Let \(X\) have mean \(\mu_X\) and SD \(\sigma_X\). Let \(Y\) have mean \(\mu_Y\) and SD \(\sigma_Y\). Now let \(p\) be a number between 0 and 1, and define the random variable \(M\) as follows.

\[\begin{split} M = \begin{cases} X ~~ \text{with probability } p \\ Y ~~ \text{with probability } q = 1 - p \\ \end{cases} \end{split}\]

The distribution of \(M\) is called a mixture of the distributions of \(X\) and \(Y\).

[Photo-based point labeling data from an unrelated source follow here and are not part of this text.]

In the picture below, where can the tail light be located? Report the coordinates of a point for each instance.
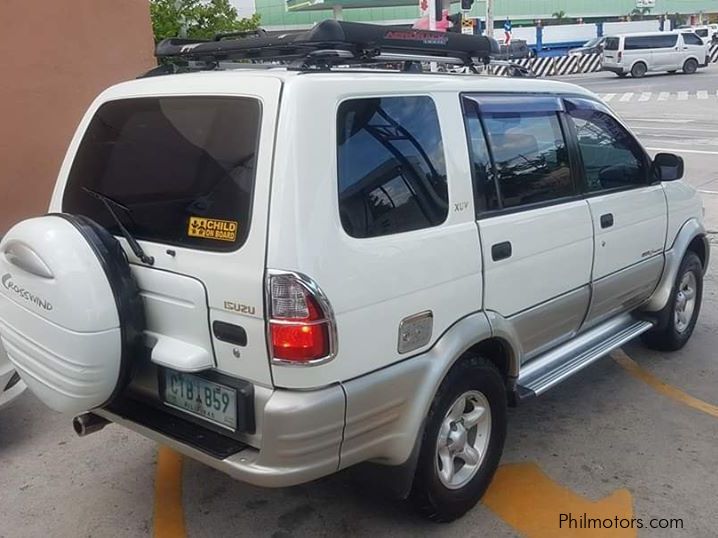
(301, 329)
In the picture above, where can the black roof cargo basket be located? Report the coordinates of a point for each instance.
(333, 43)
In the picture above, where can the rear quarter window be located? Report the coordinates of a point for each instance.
(611, 43)
(180, 169)
(391, 168)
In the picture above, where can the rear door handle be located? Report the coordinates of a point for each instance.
(501, 251)
(607, 220)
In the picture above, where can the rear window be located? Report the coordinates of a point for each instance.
(611, 43)
(651, 42)
(692, 39)
(180, 169)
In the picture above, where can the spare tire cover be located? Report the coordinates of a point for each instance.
(71, 316)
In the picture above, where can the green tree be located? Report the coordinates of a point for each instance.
(197, 19)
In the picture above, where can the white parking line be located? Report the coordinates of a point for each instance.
(681, 150)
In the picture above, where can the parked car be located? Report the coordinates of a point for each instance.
(594, 46)
(11, 386)
(287, 272)
(641, 53)
(708, 33)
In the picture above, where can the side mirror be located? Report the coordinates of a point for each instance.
(668, 167)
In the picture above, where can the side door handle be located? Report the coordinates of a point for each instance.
(501, 251)
(607, 220)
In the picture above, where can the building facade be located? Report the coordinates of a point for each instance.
(291, 14)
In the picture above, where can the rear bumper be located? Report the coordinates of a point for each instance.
(301, 434)
(613, 68)
(304, 435)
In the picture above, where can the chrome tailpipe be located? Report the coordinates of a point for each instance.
(88, 423)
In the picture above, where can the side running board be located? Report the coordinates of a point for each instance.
(547, 370)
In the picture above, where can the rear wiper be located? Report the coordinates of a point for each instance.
(108, 203)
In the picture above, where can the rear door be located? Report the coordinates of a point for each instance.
(694, 46)
(628, 211)
(189, 176)
(667, 52)
(536, 234)
(611, 51)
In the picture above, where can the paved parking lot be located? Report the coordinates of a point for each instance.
(635, 435)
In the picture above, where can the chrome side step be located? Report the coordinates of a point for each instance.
(547, 370)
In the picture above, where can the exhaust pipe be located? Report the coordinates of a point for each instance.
(88, 423)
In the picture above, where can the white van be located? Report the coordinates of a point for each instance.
(640, 53)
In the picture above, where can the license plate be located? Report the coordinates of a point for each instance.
(202, 398)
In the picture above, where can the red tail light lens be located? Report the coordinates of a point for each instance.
(301, 324)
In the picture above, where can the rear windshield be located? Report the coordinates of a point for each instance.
(180, 169)
(611, 43)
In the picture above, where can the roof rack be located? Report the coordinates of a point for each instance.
(327, 44)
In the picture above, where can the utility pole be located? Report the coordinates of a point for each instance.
(489, 18)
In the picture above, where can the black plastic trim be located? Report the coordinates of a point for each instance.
(128, 301)
(14, 379)
(230, 333)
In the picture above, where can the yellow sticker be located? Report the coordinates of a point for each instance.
(221, 230)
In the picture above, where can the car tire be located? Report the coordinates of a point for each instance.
(678, 318)
(690, 66)
(638, 70)
(473, 385)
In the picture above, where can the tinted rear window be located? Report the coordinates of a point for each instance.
(651, 42)
(611, 43)
(392, 174)
(182, 166)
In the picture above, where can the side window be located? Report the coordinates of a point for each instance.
(485, 195)
(612, 158)
(665, 41)
(692, 39)
(529, 152)
(391, 168)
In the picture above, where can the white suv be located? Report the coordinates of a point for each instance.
(284, 272)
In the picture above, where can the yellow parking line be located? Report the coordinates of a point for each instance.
(169, 514)
(660, 386)
(532, 503)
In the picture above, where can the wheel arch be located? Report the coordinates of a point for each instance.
(388, 448)
(691, 236)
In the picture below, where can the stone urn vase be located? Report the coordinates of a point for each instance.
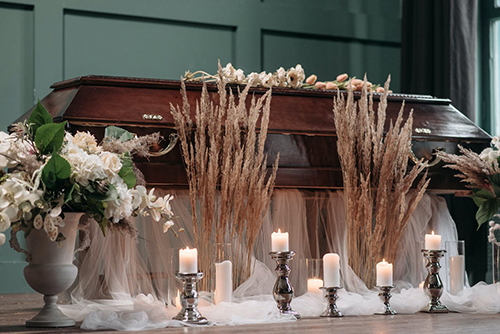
(51, 271)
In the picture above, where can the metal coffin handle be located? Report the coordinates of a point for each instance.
(430, 163)
(173, 139)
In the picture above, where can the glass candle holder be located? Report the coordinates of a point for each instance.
(314, 268)
(455, 262)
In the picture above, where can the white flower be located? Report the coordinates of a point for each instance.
(120, 208)
(38, 221)
(85, 167)
(7, 156)
(141, 199)
(295, 76)
(86, 141)
(489, 155)
(166, 225)
(495, 141)
(4, 221)
(268, 80)
(50, 226)
(239, 76)
(161, 207)
(281, 77)
(111, 163)
(491, 235)
(254, 79)
(228, 72)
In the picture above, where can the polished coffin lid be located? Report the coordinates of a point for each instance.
(301, 126)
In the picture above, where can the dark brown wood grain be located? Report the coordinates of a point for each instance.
(301, 127)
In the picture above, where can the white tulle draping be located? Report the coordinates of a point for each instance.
(124, 283)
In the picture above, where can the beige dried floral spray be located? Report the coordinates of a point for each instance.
(229, 186)
(376, 178)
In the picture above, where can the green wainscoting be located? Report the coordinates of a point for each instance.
(42, 42)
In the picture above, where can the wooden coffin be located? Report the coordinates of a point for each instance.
(301, 127)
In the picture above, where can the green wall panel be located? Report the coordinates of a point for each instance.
(130, 46)
(328, 57)
(46, 41)
(16, 67)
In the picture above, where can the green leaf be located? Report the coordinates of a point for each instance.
(495, 182)
(68, 193)
(486, 210)
(56, 172)
(49, 137)
(39, 116)
(118, 133)
(127, 172)
(111, 195)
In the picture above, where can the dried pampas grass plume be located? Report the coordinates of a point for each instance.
(376, 181)
(229, 186)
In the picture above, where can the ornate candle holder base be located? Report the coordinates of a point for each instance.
(189, 299)
(283, 290)
(385, 294)
(331, 309)
(433, 286)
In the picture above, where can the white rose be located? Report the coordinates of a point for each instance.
(7, 155)
(166, 225)
(281, 77)
(122, 207)
(489, 155)
(86, 141)
(496, 142)
(228, 72)
(239, 76)
(269, 81)
(254, 79)
(295, 76)
(4, 221)
(85, 167)
(111, 163)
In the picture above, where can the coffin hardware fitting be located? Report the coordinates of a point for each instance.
(173, 139)
(152, 117)
(432, 162)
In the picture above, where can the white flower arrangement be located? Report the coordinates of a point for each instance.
(52, 171)
(293, 77)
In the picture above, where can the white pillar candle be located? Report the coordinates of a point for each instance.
(279, 241)
(178, 301)
(223, 282)
(331, 270)
(457, 274)
(432, 241)
(188, 260)
(384, 273)
(314, 285)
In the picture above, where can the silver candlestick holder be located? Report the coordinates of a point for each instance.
(189, 299)
(433, 286)
(331, 307)
(385, 294)
(283, 290)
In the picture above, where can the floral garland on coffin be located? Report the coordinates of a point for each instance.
(52, 171)
(481, 173)
(294, 77)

One way to express the definition of \(M\) compactly is to let \(I_H\) be the indicator of heads in one toss of a \(p\)-coin; then

\[ M = XI_H + Y(1 - I_H) \]

To find the expectation of \(M\) we can use the expression above, but here we will condition on \(I_H\) because we can continue with that method to find \(Var(M)\).

The distribution table of the random variable \(E(M \mid I_H)\) is

Value	\(\mu_X\)	\(\mu_Y\)
Probability	\(p\)	\(q\)

The distribution table of the random variable \(Var(M \mid I_H)\) is

Value	\(\sigma_X^2\)	\(\sigma_Y^2\)
Probability	\(p\)	\(q\)

So

\[ E(M) ~ = ~ E(E(M \mid I_H)) ~ = ~ \mu_Xp + \mu_Yq \]

and

\[\begin{split} \begin{align*} Var(M) ~ &= ~ E(Var(M \mid I_H)) + Var(E(M \mid I_H)) \\ &= ~ \big{(} \sigma_X^2p + \sigma_Y^2q \big{)} + \big{(} \mu_X^2p + \mu_Y^2q - (E(M))^2 \big{)} \end{align*} \end{split}\]

This is true no matter what the distributions of \(X\) and \(Y\) are.

22.4.2. Variance of the Geometric Distribution#

We have managed to come quite far into the course without deriving the variance of the geometric distribution. Let’s find it now by using the results about mixtures derived above.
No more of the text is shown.